Data Centre Infrastructure

Any system, operated long enough, will experience failures. We let the reliability, $R$ as a function of the time $t$ that the system has been operated since it started to be:

$$\begin{array}{lll}\hfill R\left(t\right)& ={e}^{-\mathit{\lambda t}}\phantom{\rule{2em}{0ex}}& \hfill \text{(1)}\phantom{\rule{0.33em}{0ex}}\end{array}$$This equation suggests that as a particular system is running for an increasing period of time, the likelihood of it not experiencing a failure falls, Equation 1, according to the parameter $\lambda $. We call $\lambda $ the failure rate.

Assuming that a system on average will have ${N}_{f}$ failures, observed over a total time of ${T}_{p}$, we define the failure rate to be:

$$\begin{array}{lll}\hfill \lambda =\frac{{N}_{f}}{{T}_{p}}& \phantom{\rule{2em}{0ex}}& \hfill \text{(2)}\phantom{\rule{0.33em}{0ex}}\end{array}$$Meaning that $\lambda $ has units of inverse time.

In practice, the failure rate is elevated at the beginning and end of a system’s life, following the so-called bathtub curve, section 2. The failure rate of any system normally excludes these particular periods and can be assumed to be constant for a particular system.

The Mean Time Between Failures (MTBF) is a reciprocal of the failure rate, and has units of time:

$$\begin{array}{lll}\hfill \text{MTBF}=\frac{1}{\lambda}& \phantom{\rule{2em}{0ex}}& \hfill \text{(6)}\phantom{\rule{0.33em}{0ex}}\end{array}$$It is generally accepted that the mean time between failures relates only to the middle portion of the so-called “bathtub curve” of reliability, section 2.

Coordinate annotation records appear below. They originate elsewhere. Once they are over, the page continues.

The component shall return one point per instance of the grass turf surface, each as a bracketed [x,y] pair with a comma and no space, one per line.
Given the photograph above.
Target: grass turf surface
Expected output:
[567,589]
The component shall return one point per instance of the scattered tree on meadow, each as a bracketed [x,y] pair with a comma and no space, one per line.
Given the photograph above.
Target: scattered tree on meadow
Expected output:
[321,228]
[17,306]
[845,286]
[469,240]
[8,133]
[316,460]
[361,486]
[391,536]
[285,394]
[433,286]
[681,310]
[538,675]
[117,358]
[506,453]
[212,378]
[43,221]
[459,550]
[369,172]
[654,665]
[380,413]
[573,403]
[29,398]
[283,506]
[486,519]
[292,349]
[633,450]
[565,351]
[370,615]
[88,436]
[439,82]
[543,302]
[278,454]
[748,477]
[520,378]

Assuming that a failure has occured, it normally requires a repair time, during which the system is unavailable. Averaged, we say that a particular type of failure has a Mean Time To Repair (MTTR).

The inherent availability of a system tells us for what percentage of time it is likely to be available. It is based on two ideas:

- The system is available between failures, which should occur at intervals of the MTBF.
- When a failure occurs, it will be unavailable for time taken to repair, ie the MTTR.

So, the availability is essentially determined by how often a repair is needed and how long it takes. Knowing the MTBF and MTTR, we can estimate the inherent availability, ${A}_{i}$ of a system:

$$\begin{array}{lll}\hfill {A}_{i}& =\frac{\text{MTBF}}{\text{MTBF}+\text{MTTR}}\phantom{\rule{2em}{0ex}}& \hfill \text{(12)}\phantom{\rule{0.33em}{0ex}}\end{array}$$

The opearational availability of a system extends the inherent availability to incorporate scheduled maintenance downtime.

We say that to provide a particular function, we need a particular number of units $N$.

If we need $N$ units, we add an additional unit to cover failures. The additional unit is denoted $+1$. This gives us the designation $N+1$.

If we need $N$ units, we duplicate each individual unit giving us the designation $2N$.

Note that in practice sometimes the $2N$ and $N+1$ configurations lead to the same number of units, but usually one designation will be preferred over another to convey meaning.